Tivemos recentemente a polêmica sobre o caso da menina de 10 anos de idade que fez um aborto depois de engravidar do tio que a molestava desde os 6. Uma matéria da Joven Pan, publicada na última quinta-feira (20/08), traz outro caso com a seguinte manchete: Abuso infantil: ‘Meu tio pôs as mãos por dentro da minha roupa e começou a me acariciar’. Seguem trechos do relato da vítima.


“Aos nove anos, passei uma noite na casa dela (prima), quando fomos dormir, seu pai deitou com a gente.

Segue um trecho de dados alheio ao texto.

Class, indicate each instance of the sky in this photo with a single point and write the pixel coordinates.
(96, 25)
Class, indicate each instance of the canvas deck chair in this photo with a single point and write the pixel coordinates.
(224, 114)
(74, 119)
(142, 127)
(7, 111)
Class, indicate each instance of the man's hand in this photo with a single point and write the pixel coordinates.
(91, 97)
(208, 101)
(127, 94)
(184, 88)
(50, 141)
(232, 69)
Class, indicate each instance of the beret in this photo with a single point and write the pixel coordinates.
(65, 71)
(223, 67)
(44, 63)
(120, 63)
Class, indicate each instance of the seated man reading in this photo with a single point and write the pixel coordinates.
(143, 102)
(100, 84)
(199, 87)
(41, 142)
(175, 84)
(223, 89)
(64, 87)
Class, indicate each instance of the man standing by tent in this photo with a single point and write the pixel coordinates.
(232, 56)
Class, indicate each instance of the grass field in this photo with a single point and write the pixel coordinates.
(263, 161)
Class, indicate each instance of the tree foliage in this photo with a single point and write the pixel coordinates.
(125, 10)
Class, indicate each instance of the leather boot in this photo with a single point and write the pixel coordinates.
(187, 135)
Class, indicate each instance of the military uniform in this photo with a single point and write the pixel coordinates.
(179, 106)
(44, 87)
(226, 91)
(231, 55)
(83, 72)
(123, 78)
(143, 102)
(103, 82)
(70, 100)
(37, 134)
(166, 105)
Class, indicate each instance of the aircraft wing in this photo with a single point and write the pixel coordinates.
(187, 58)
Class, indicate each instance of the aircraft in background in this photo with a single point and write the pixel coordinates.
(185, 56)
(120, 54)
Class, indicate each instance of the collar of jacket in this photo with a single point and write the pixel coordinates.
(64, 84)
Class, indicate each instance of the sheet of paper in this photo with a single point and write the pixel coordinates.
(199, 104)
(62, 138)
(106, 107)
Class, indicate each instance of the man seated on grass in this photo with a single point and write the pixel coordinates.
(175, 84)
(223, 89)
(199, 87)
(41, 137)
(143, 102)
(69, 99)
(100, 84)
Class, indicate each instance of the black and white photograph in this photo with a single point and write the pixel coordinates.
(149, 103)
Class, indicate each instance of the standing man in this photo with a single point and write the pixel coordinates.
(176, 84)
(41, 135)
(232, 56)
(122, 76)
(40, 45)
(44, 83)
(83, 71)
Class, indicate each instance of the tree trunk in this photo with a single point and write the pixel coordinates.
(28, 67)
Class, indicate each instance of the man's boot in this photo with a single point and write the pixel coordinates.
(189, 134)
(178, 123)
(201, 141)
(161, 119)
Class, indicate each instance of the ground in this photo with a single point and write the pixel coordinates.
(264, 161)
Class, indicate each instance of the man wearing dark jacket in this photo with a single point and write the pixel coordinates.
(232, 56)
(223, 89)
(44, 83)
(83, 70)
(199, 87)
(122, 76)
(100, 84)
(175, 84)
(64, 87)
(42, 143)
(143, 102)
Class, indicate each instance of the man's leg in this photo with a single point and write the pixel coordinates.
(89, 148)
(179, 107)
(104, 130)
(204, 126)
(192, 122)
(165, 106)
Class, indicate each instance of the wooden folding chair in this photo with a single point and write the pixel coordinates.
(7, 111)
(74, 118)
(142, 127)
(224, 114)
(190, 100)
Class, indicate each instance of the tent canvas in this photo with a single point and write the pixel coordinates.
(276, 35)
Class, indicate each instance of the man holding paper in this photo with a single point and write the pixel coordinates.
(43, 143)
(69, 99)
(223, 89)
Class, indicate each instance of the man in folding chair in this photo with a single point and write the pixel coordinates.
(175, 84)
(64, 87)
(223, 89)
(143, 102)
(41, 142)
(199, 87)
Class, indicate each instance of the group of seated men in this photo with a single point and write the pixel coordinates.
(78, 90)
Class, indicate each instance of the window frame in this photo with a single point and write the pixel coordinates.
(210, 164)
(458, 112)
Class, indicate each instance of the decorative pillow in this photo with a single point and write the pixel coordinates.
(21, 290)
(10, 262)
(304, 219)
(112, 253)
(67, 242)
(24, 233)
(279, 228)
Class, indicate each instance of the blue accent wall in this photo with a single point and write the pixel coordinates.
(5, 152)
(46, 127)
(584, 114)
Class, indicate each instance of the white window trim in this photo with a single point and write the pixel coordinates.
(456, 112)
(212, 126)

Ela me pediu para não ficar ao lado dele na cama. No meio da madrugada, percebi que ele estava passando a mão por cima do meu corpo, como se estivesse me abraçando. Fechei os olhos porque fiquei com medo. Quando ele supôs que eu tinha dormido, colocou as mãos por dentro das minhas roupas e começou a me acariciar. Fui uma criança e adolescente problemática. Convivi com ele em todas as festas de família, como se nada tivesse acontecido. Hoje penso na filha dele e no porquê dela não querer dormir ao lado dele na cama. Não aconteceu só comigo.”

Será que, diante de uma realidade como essa, é momento de lançar um filme onde uma menina de 11 anos desobedece a família e rouba dinheiro para se juntar a um grupo de dança sensual? Pois é o que vai acontecer no próximo dia 9 de setembro, na Netflix. Inicialmente, a companhia de streaming divulgou a seguinte sinopse:

“Amy, de 11 anos, mora com a mãe, Mariam, e o irmão mais novo, esperando que o pai volte para a família vindo do Senegal. Amy é fascinada pela vizinha de espírito livre, Angélica, uma desobediente dançarina de um grupo que contrasta fortemente com os valores tradicionais profundamente arraigados de Mariam. Implacável pela reprovação brutal das garotas (do grupo de dança) e ansiosa para escapar da disfunção latente de sua família, Amy, por meio de uma consciência acesa de sua feminilidade crescente, impele o grupo a abraçar com entusiasmo uma rotina de dança cada vez mais sensual, despertando a esperança das garotas ao caminho do estrelato em um concurso de dança local.”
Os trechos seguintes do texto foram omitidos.